“That’s easy,” he said gaily. “Let me fix it;” and, forthwith, the thing was fixed. Without the slightest hesitation he made himself responsible for M’riar in every way which an ingenious government had managed to devise through years of effort.
The gratitude of the three travelers was earnest and was volubly expressed in spite of his determined efforts to prevent them from expressing it. M’riar would have thrown her arms about his neck and kissed him had not Anna thoughtfully prevented it, after one quick glance at the astonishing appearance of the delighted child’s tear-and lunch-stained face.
And so it came about that the Herr Kreutzer and his daughter Anna, with her humble slave and worshiper, M’riar, were ferried back from Ellis Island to New York within a half-a-dozen hours of the moment when they landed on it. As they went Moresco, himself, apparently a citizen, and free to go at once, was still there in the building, working with his boasted “pull” to help his countrymen. He shook his fist at them as they departed and cried insults after them. Few immigrants have ever been passed through in briefer time than was the flute-player; few government inspectors at the landing station have ever been enabled, by a stroke of good luck from a cloudless sky, to take home to their wives, at night, as large a roll of crisp, new money (yellow-backed) as an inspector took home to his wife that night.
“Gee, Bill!” the wife exclaimed when she had finished choking. “When do you expect the cops?”
“What cops?” he naturally asked.
“Them that’ll come to pinch you for bank-robbery,” she answered, fondling the certificates with reverent, delighted fingers.
An episode of their return from Ellis Island to Manhattan much puzzled Vanderlyn. Puffing and blowing from his hurry (which had been less adroit than Vanderlyn’s) they met Karrosch on the New York pier, about to start in search of Kreutzer.
“Ah,” he said cordially, “I wish to talk with you. I have the largest orchestra in all America and wish to offer you the place of my first flute. You are very lucky to have had me on the ship with you. I shall be glad to pay—”

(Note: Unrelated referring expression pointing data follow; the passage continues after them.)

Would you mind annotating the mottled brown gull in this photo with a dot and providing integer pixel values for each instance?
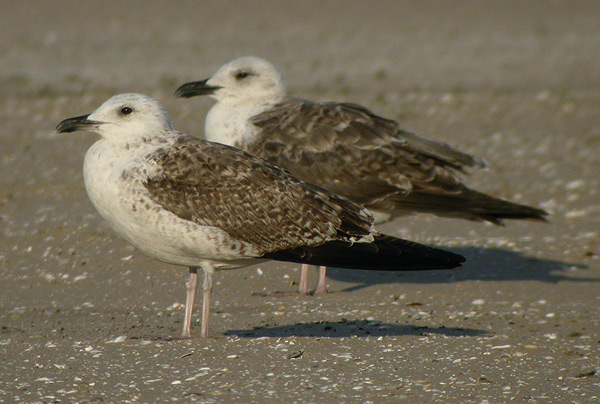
(200, 204)
(344, 148)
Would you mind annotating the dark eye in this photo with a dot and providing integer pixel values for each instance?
(242, 75)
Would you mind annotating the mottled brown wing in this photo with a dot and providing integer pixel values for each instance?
(216, 185)
(350, 151)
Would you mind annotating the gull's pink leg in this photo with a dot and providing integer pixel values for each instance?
(303, 287)
(206, 295)
(191, 286)
(321, 287)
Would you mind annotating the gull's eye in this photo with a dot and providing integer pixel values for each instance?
(242, 75)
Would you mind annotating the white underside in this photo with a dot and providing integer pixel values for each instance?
(126, 205)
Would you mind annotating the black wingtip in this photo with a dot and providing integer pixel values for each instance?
(386, 253)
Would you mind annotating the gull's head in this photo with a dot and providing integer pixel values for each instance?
(243, 79)
(124, 117)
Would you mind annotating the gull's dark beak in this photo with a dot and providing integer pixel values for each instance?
(74, 124)
(195, 88)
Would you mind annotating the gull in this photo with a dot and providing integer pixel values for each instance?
(195, 203)
(344, 148)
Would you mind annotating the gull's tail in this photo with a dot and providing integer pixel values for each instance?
(386, 253)
(468, 204)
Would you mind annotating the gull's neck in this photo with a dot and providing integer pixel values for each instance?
(228, 121)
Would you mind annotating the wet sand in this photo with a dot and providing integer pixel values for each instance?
(85, 318)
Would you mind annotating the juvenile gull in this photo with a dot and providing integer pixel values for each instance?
(344, 148)
(205, 205)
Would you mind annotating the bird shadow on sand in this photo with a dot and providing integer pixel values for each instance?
(347, 328)
(483, 264)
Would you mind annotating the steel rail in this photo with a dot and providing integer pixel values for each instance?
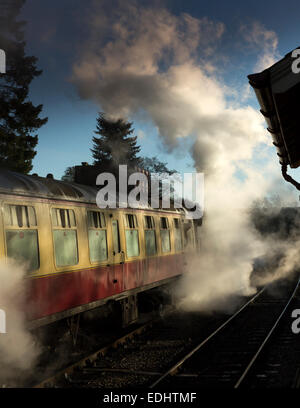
(199, 346)
(238, 383)
(64, 373)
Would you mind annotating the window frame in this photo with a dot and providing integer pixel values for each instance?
(178, 228)
(7, 227)
(97, 229)
(135, 227)
(168, 228)
(153, 228)
(55, 228)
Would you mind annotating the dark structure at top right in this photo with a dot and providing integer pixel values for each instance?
(278, 92)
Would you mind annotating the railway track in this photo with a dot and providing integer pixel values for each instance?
(237, 353)
(202, 352)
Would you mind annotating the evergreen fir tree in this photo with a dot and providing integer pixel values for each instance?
(19, 118)
(114, 146)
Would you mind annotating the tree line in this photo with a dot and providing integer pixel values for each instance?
(113, 143)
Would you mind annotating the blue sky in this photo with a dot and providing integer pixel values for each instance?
(57, 30)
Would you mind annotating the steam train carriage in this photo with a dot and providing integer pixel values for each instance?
(79, 257)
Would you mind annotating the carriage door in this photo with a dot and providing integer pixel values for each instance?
(118, 256)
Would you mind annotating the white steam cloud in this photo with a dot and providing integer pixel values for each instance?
(149, 65)
(18, 350)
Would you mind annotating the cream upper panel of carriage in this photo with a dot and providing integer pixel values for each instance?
(34, 186)
(15, 183)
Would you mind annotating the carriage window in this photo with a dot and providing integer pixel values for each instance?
(21, 235)
(131, 235)
(63, 218)
(150, 239)
(116, 236)
(165, 235)
(97, 236)
(177, 235)
(131, 221)
(64, 236)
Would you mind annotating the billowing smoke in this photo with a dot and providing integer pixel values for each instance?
(18, 350)
(147, 63)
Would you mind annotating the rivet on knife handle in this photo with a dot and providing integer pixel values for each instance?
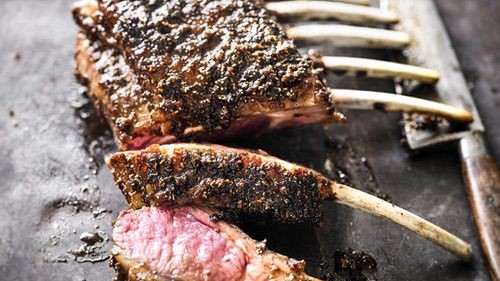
(483, 187)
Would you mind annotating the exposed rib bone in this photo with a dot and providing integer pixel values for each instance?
(356, 2)
(131, 167)
(380, 68)
(380, 208)
(352, 36)
(391, 102)
(306, 10)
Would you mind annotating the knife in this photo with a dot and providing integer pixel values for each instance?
(431, 47)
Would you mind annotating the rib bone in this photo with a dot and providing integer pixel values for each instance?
(306, 10)
(380, 68)
(248, 182)
(390, 102)
(345, 35)
(356, 2)
(370, 204)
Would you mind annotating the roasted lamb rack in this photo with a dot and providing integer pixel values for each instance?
(185, 244)
(167, 70)
(243, 181)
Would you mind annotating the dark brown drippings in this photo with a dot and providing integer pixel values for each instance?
(349, 265)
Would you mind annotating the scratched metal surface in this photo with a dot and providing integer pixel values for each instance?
(55, 186)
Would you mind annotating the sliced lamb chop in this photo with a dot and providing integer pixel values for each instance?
(250, 182)
(184, 244)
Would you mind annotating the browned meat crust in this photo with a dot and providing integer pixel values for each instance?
(191, 64)
(219, 177)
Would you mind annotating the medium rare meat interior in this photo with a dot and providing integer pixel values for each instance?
(164, 70)
(184, 244)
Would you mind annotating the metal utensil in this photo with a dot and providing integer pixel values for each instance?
(430, 46)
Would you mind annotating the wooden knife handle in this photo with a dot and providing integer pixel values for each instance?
(483, 188)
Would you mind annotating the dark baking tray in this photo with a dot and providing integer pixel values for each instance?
(55, 185)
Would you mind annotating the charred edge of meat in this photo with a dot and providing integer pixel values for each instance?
(238, 181)
(202, 64)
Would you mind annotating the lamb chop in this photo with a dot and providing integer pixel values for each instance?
(173, 70)
(184, 244)
(250, 182)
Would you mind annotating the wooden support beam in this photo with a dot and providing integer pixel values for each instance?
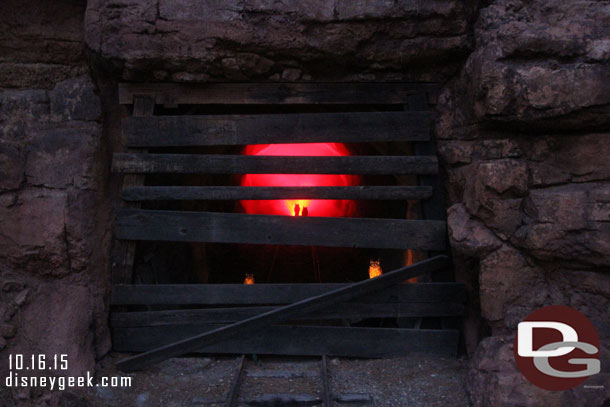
(294, 340)
(215, 227)
(256, 164)
(177, 193)
(181, 131)
(326, 395)
(338, 311)
(233, 394)
(172, 94)
(257, 294)
(124, 252)
(281, 314)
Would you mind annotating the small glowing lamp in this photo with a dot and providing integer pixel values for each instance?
(375, 269)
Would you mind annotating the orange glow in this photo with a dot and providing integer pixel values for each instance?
(315, 207)
(375, 269)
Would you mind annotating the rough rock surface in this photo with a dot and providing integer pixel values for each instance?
(524, 135)
(191, 40)
(53, 215)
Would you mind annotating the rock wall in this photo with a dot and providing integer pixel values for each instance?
(192, 40)
(524, 134)
(53, 214)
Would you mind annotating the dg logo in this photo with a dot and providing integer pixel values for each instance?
(557, 348)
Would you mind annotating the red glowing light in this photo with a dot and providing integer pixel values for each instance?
(315, 207)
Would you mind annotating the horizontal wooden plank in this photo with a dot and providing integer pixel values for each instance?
(142, 193)
(262, 322)
(171, 94)
(352, 311)
(178, 131)
(214, 227)
(240, 294)
(251, 164)
(297, 340)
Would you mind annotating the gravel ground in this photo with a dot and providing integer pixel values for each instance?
(204, 382)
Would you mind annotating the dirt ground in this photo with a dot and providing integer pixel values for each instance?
(204, 382)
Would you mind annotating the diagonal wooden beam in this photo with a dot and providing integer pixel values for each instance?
(281, 314)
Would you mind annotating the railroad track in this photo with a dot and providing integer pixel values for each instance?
(237, 397)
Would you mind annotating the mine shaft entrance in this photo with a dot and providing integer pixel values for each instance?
(214, 176)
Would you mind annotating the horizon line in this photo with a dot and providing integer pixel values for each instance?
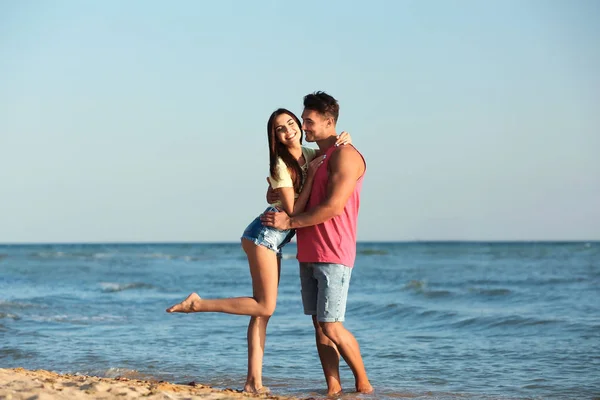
(413, 241)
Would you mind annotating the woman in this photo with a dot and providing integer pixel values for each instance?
(292, 169)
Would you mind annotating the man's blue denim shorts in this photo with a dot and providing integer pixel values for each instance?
(267, 236)
(325, 290)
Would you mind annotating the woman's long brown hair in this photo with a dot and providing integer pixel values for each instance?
(278, 150)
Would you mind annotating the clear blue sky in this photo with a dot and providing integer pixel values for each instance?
(146, 120)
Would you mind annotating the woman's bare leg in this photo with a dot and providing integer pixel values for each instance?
(264, 272)
(257, 333)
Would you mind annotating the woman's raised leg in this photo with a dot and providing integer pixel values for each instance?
(264, 272)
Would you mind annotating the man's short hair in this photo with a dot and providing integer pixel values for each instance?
(322, 103)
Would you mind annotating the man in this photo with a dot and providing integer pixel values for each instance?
(326, 238)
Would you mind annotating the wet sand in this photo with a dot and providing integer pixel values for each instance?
(22, 384)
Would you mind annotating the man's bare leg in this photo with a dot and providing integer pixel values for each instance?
(263, 268)
(349, 349)
(330, 359)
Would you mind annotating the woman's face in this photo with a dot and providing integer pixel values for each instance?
(287, 131)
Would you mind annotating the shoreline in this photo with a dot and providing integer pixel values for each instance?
(22, 384)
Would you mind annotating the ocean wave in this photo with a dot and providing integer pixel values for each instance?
(491, 292)
(77, 319)
(421, 288)
(12, 305)
(116, 372)
(15, 354)
(111, 287)
(9, 316)
(372, 252)
(506, 321)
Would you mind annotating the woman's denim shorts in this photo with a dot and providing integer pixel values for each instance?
(267, 236)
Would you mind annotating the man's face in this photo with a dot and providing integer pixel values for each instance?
(314, 125)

Kreutzer interrupted him with courteous shaking of the head. “I thank you, sir,” he said, with firm decision. “I cannot play first flute in your large orchestra.”
“But,” said the astonished Karrosch, “I will pay—”
“I much regret,” said Kreutzer, “that I cannot play first flute in your large orchestra.”
Vanderlyn, not less than Karrosch, was bewildered by this episode. Only Anna was not in the least surprised by it, although she did not understand it. She knew that he had many times refused alluring offers of the sort in London, always without an explanation of his reasons for so doing.
In the little rooms which they had found for temporary lodging place, Herr Kreutzer sat that evening, with a well-cleaned M’riar standing by and trying to devise some way of adding to his comfort. He had never given much thought to the child, before, he realized; he had accepted her as one of many facts of small importance. Now, though, he noted the devoted gaze with which her eyes were following Anna as she moved about the room, arranging little things.